People leaders predict benefits signaling an empathetic, family-friendly, flexible culture are most likely to retain employees. Top impact categories include subsidized childcare, flexible work hours, remote work, care concierge and elder care. Although 54% of People leaders believe their companies should provide “family friendly benefits, like childcare or senior care,” only 20% do. Additionally, 46% of working parents hope their employer will provide some form of child care or emergency child care meaning expanding benefit offerings in this space could have profound impact.
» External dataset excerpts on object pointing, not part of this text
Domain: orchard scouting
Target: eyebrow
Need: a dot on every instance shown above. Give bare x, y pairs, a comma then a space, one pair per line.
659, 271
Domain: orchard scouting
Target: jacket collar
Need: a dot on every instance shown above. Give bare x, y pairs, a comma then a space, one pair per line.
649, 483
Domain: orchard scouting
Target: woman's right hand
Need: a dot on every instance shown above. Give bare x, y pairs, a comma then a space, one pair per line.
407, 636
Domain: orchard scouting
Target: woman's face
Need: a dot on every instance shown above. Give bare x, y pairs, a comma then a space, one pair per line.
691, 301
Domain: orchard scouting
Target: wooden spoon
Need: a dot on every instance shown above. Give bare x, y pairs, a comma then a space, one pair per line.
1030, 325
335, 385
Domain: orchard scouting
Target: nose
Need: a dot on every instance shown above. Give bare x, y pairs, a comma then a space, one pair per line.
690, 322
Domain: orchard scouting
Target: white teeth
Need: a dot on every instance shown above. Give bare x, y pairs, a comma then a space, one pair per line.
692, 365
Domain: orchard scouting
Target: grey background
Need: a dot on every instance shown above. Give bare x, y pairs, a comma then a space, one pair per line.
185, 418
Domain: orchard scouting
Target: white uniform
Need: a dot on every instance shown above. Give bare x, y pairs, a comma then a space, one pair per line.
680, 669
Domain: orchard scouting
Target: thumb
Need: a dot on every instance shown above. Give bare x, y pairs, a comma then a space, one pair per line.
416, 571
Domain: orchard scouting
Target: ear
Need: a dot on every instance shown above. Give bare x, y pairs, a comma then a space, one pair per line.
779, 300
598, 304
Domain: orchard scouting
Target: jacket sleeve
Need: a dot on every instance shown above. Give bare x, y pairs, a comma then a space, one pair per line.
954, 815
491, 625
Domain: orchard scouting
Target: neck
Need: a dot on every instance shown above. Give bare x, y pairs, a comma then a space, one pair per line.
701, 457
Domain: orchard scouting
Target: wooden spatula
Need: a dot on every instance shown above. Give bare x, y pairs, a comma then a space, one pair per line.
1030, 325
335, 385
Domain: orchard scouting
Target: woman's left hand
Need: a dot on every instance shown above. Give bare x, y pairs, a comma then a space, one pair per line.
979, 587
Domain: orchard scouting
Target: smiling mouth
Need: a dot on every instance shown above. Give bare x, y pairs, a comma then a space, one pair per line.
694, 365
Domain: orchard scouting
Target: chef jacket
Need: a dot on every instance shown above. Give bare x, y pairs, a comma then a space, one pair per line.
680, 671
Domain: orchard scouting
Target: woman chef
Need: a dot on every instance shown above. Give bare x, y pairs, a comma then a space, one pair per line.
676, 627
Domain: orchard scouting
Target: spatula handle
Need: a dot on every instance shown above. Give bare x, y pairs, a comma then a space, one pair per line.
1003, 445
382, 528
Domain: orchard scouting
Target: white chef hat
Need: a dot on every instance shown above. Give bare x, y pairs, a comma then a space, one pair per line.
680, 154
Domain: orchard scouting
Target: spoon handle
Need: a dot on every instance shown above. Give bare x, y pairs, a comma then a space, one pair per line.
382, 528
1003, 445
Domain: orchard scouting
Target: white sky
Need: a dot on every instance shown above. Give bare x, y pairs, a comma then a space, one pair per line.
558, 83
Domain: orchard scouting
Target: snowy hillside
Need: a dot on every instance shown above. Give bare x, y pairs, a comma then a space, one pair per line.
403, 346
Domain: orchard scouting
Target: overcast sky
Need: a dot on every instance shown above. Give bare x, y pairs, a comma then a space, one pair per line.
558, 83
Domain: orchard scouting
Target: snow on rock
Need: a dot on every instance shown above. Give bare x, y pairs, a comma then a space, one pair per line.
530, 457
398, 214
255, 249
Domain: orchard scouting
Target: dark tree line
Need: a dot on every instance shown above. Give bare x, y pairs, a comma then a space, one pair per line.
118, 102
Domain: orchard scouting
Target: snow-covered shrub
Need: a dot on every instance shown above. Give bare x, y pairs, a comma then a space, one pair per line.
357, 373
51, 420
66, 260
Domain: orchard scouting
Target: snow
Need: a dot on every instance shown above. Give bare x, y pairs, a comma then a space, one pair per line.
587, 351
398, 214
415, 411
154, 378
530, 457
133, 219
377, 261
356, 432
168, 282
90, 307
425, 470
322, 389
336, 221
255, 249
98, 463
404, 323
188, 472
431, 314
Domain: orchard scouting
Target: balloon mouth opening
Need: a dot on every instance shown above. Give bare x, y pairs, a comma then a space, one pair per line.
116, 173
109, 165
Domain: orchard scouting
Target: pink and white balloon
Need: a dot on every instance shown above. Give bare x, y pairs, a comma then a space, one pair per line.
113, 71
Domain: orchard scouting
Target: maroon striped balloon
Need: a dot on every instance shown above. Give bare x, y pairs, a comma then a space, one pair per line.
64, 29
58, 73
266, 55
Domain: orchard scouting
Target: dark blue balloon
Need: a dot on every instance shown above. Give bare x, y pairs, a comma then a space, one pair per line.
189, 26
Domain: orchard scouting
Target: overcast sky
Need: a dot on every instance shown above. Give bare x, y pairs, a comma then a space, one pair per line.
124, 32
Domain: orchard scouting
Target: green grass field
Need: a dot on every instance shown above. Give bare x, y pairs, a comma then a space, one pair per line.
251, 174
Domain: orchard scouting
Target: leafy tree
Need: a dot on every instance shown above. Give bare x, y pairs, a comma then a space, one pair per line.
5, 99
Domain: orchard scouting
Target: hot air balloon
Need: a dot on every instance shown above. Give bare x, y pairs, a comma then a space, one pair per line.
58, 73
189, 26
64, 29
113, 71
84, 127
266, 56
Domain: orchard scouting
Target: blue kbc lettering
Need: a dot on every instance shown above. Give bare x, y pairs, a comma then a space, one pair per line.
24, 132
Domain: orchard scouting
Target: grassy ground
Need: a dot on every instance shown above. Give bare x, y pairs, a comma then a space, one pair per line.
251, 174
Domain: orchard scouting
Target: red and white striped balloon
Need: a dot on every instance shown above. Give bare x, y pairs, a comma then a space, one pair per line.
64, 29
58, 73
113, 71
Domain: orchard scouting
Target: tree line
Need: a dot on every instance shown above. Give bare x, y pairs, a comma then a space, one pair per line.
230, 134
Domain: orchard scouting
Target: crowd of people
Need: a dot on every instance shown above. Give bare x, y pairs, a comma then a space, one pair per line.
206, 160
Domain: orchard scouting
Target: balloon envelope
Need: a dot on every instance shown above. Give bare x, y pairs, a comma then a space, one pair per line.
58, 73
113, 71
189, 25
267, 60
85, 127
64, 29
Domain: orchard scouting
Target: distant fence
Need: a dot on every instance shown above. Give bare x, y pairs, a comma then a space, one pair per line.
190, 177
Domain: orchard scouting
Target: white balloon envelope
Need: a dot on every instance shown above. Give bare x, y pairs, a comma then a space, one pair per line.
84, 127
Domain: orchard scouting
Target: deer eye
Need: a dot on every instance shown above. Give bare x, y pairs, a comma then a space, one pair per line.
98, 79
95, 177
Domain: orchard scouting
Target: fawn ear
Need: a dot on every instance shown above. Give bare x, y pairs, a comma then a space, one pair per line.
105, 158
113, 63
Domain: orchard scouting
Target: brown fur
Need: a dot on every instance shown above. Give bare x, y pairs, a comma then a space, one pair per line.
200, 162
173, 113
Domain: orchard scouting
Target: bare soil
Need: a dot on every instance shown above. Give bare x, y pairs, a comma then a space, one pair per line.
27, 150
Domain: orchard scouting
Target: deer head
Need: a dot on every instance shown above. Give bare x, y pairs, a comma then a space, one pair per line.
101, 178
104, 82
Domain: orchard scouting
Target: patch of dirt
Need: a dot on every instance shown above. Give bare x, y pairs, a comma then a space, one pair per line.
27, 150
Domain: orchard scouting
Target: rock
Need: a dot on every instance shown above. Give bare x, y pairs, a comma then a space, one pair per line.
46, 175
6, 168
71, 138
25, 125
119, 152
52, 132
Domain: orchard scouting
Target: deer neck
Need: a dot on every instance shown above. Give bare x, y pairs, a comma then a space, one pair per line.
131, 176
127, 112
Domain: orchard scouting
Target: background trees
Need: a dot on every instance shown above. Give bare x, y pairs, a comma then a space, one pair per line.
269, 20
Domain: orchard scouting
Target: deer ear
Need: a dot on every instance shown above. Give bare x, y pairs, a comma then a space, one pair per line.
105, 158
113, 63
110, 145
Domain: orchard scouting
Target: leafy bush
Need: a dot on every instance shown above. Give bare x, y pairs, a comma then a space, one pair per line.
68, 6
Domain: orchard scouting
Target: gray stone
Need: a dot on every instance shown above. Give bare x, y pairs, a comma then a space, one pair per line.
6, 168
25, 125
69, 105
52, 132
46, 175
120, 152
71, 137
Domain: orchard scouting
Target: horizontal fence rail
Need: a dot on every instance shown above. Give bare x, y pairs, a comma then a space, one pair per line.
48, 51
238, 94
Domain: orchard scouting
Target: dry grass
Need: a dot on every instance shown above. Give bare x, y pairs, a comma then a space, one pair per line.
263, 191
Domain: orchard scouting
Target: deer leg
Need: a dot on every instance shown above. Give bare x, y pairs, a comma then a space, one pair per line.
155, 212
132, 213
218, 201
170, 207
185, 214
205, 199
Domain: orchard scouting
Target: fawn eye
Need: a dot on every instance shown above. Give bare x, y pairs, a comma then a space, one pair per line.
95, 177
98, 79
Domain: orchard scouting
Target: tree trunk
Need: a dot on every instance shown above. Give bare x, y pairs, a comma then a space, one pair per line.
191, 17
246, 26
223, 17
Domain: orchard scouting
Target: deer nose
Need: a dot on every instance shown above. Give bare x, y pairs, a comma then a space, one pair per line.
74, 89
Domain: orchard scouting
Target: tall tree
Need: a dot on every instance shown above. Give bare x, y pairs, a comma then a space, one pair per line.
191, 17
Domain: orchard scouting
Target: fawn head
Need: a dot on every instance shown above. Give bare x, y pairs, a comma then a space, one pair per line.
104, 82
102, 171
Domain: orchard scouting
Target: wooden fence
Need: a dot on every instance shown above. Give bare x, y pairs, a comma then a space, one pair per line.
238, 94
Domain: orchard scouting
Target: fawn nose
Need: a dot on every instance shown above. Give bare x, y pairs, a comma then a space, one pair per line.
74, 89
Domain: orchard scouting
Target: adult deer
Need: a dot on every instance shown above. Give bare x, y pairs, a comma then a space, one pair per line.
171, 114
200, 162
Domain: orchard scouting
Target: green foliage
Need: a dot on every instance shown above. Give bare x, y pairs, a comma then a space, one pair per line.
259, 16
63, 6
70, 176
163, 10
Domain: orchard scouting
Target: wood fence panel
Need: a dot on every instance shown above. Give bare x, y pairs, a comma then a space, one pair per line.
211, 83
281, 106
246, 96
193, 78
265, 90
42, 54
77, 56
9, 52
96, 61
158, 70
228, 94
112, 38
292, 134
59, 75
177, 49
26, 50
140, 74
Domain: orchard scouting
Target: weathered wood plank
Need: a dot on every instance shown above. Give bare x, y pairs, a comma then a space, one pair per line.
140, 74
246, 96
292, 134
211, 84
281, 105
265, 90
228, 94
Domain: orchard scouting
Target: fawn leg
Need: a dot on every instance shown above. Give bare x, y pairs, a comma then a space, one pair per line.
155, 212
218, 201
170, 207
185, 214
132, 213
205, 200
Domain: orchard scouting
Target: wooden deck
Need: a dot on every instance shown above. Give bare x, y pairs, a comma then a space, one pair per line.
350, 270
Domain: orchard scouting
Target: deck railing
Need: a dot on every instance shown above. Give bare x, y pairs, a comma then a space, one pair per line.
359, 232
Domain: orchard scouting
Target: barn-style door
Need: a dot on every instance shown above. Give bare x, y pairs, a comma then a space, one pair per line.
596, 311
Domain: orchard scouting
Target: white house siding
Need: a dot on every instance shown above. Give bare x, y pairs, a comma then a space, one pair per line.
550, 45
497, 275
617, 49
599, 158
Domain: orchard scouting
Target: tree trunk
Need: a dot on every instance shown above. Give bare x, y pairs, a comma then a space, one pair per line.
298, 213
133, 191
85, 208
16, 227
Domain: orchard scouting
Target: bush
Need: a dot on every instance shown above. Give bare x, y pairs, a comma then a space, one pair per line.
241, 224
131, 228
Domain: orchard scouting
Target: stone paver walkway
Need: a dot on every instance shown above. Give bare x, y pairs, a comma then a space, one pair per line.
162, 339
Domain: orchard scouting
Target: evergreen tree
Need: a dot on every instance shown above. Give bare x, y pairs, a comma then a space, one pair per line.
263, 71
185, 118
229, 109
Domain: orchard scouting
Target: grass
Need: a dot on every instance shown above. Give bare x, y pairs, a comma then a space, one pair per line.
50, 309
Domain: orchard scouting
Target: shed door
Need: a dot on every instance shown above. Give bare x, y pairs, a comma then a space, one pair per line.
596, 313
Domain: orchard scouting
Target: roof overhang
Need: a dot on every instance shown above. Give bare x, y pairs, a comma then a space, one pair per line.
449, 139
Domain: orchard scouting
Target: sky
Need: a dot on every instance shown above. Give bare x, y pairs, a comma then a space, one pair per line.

Here are some of the key ways companies are starting to focus their strategy around supporting caregivers:

  • Create an Intentional culture: Encourage flexibility, make space for dialogue, and roll-out family-first policies. Launch manager training to ensure managers understand how to support caregivers. Ensure that messaging around policies and initiatives is top-down and communicated by key stakeholders.
  • Establish an Employee Resource Group (ERG): Identify a caregiving leader, and then build a structure to help facilitate ongoing conversation.
  • Offer Financial resources: Subsidize back-up care, offer free legal and financial counseling, provide paid family leave and subsidized family forming benefits.
  • Provide supportive programs: Enhanced mental health services, care concierge, coordination and management.